RE: [BioRDF] Scalability from Cutler, Roger (RogerCutler) on 2006-04-06 (public-semweb-lifesci@w3.org from April 2006)

From: Cutler, Roger (RogerCutler) <RogerCutler@chevron.com>
Date: Thu, 6 Apr 2006 12:42:32 -0500
To: "Susie Stephens" <susie.stephens@oracle.com>, public-semweb-lifesci@w3.org
Message-ID: <0C237C50B244FD44BE47B8DCE23A3052011C6449@HOU150NTXC2MC.hou150.chevrontexaco.net>

No problem.  Getting back to the main subject of the thread, I'm a
little curious whether you've got some Oracle perspective on this issue.
I understand that new Oracle databases are putting RDF into some sort of
triple-store, but I don't know much about the details.  Some questions
that occur to me, but maybe not exactly the right questions:

- Does the RDF just go in as-is or is it compressed in some way?  If
there is a size factor of something like 15 from the data itself, are
these RDF stores tending to be real bulky?

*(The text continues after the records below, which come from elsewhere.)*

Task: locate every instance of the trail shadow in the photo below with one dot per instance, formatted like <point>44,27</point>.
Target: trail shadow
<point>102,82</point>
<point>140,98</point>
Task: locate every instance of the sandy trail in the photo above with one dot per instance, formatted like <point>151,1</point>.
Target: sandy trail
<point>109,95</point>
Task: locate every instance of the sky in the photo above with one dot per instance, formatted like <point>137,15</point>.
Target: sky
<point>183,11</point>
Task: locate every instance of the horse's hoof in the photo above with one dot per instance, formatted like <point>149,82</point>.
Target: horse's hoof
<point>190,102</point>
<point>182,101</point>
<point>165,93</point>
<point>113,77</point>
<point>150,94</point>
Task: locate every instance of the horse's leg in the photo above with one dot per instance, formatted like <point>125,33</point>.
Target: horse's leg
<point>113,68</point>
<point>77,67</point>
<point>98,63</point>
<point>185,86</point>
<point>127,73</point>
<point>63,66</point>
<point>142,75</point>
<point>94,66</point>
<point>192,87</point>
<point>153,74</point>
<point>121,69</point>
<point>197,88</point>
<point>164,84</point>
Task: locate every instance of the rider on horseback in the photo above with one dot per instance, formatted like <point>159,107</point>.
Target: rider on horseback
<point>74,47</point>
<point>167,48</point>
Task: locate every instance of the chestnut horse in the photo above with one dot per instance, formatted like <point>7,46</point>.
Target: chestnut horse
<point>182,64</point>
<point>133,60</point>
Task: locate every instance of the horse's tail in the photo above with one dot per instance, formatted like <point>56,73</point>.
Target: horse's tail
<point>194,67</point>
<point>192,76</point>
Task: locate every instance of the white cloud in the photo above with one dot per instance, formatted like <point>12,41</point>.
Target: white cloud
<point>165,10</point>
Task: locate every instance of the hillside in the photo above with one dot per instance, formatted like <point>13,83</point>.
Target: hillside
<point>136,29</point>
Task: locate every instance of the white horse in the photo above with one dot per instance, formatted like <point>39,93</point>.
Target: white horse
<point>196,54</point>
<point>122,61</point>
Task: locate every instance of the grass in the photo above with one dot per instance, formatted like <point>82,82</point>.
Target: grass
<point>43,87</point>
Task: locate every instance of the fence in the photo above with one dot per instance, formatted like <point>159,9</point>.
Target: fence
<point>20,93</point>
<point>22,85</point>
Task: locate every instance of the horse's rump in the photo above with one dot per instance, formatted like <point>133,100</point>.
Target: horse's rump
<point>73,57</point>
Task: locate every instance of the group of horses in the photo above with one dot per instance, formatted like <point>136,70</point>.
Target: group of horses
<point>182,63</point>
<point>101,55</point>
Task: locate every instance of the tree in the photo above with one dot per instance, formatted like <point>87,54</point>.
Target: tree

- Is there some sort of indexing and related join-like function?  If so,
what are the performance characteristics?

As I said, I don't have any experience with the RDF stuff, but some
thoughts based on my experience with relational databases:

- Just because you've got your data in an Oracle (or any other) database
doesn't mean you are going to be able to get at it in a performant
manner.  The devil is in the details.

- Operations that initiate a full read of a Gigabyte database are
extremely painful.

- Big joins can also be extremely painful.  Would traversing a big bunch
of RDF look something like an incredibly complex hairball of complex
joins?  If so, is there a potential problem here?

-----Original Message-----
From: Susie Stephens [mailto:susie.stephens@oracle.com] 
Sent: Wednesday, April 05, 2006 5:47 PM
To: Cutler, Roger (RogerCutler)
Subject: Re: [BioRDF] Scalability

Roger,

We didn't have a BioRDF call this week, as it clashed with Bio-IT World.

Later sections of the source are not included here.